Neer Dosa - Rice Crêpes

Neer Dosa are Rice Crêpes which are popular in Karnataka in India. 'Neer' literally translates to  water     in 
Tulu. Neer Dosa are made with watered down rice batter, that explains the name. These Dosa could be served for breakfast with coconut or tomato chutney. They could be enjoyed for lunch / dinner too along with your favorite vegetable side dish or for the non-vegetarians it pairs up well with a chicken or fish dish.

I do have to warn you, these Neer Dosa / Crêpes are very addictive.  You can not just have one. Once you taste these beautiful , fluffy and super white crêpes, you seem to lose count of how many you had. Just saying Don't tell me , I did not warn you.   

I learnt to make these Dosa recently from one of my friend from Mangalore. Though the foodie in me always loved eating them whenever I was invited for lunch/dinner at our friends. Now the blogger in me wanted to try these dosa first hand and be able to make them and eat them whenever I desired. Since my hubby and kids love them as much as I do I was ready to make them. Of course it gives me a recipe for my blog as well. 

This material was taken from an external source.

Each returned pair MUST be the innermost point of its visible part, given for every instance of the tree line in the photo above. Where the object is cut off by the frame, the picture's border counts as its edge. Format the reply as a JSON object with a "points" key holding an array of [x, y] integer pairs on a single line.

Those of you who have attempted to make these and were not happy with the results and for those who have never attempted to make them. I would suggest try at least one more time. I was scared myself since the batter is so watery in consistency I wasn't sure whether it would work for me. But if you had an opportunity to taste this delicacy you will be so much in love with them and would love  to try to make them at home.

  • 2 cups Sona Masoori rice
  •  3 1/2 cups water
  • salt to taste
  • oil

Preparation :
  • Wash and Soak the rice in about 4-5 cups of water for 3-4 hours or overnight. Drain the water and grind rice with 1 cup of water in a grinder. Add salt and the remaining 2 1/2 cups water and mix it well. It should be a watery or say butter milk consistency.
  • Now heat a Dosa tava or griddle. Keep it on medium flame. Take a paper towel dipped in oil and just wipe the hot tava with it carefully. ( This prepares your griddle for making the dosa and they do not stick onto them.)  
  • Now take a ladleful of the batter and pour it onto the Tava/griddle. The way I do it is I pour the batter in a circle towards the outer edge of the tava and the batter being of such watery consistency just flows towards the center. Now apply some oil around the dosa. Cover and cook for about 30 secs. Then with a spatula just go around the dosa and gently fold it in half and then another half. They look like pretty lace handkerchiefs.
  • Continue making the the dosa as above. This recipe yields 25 medium size dosa. We enjoyed our dosa with coconut chutney.

Helpful Tips:
  1. Making Neer Dosa with Non- Stick Pan  : Most of my friends who make these Dosa , use a Non-stick pan to make them. A non-stick pan not only makes it easier to make Neer dosa but takes less oil as well. On a Non-stick pan just pour a ladleful of batter and gently rotate the pan using the handle. This ensures the batter is spread  in a circular manner and makes uniform dosa. Apply very little oil all around and  cover and cook for 30 secs. Using a spatula turn into a semi circle and fold again into a triangle. That's it. (I don't own a non-stick - I went a little crazy I must say and tried to be too heath conscious and got rid of all the non-stick cook ware in my kitchen. Its been like 4 years now. Also the non-stick was almost worn out and I thought that was not healthy. )  
  2. Every time you make a dosa just stir and mix  the batter really well. 
  3. Keeping the Tava/Griddle on medium heat is the key. If it gets too hot the dosa might start to stick to the tava. If that happens. Just scrape it off. Adjust the heat and using the paper tower dipped in oil, wipe the tava again. Start over again.
  4. When making the Dosa- the first 2-3 might not be the way you wanted- don't lose heart- it gets better. So just make the first 1-2 dosa small (Use less batter for the first couple dosa / crêpes).  
  5. If you think the batter needs more water feel free to add a little say another 1/4 cup. If its too much water they are hard to make as well.    
  6. It might need practice. I do make fermented dosa (rice and urad dal) and Rava dosa on a regular basis so making this did not seem hard. 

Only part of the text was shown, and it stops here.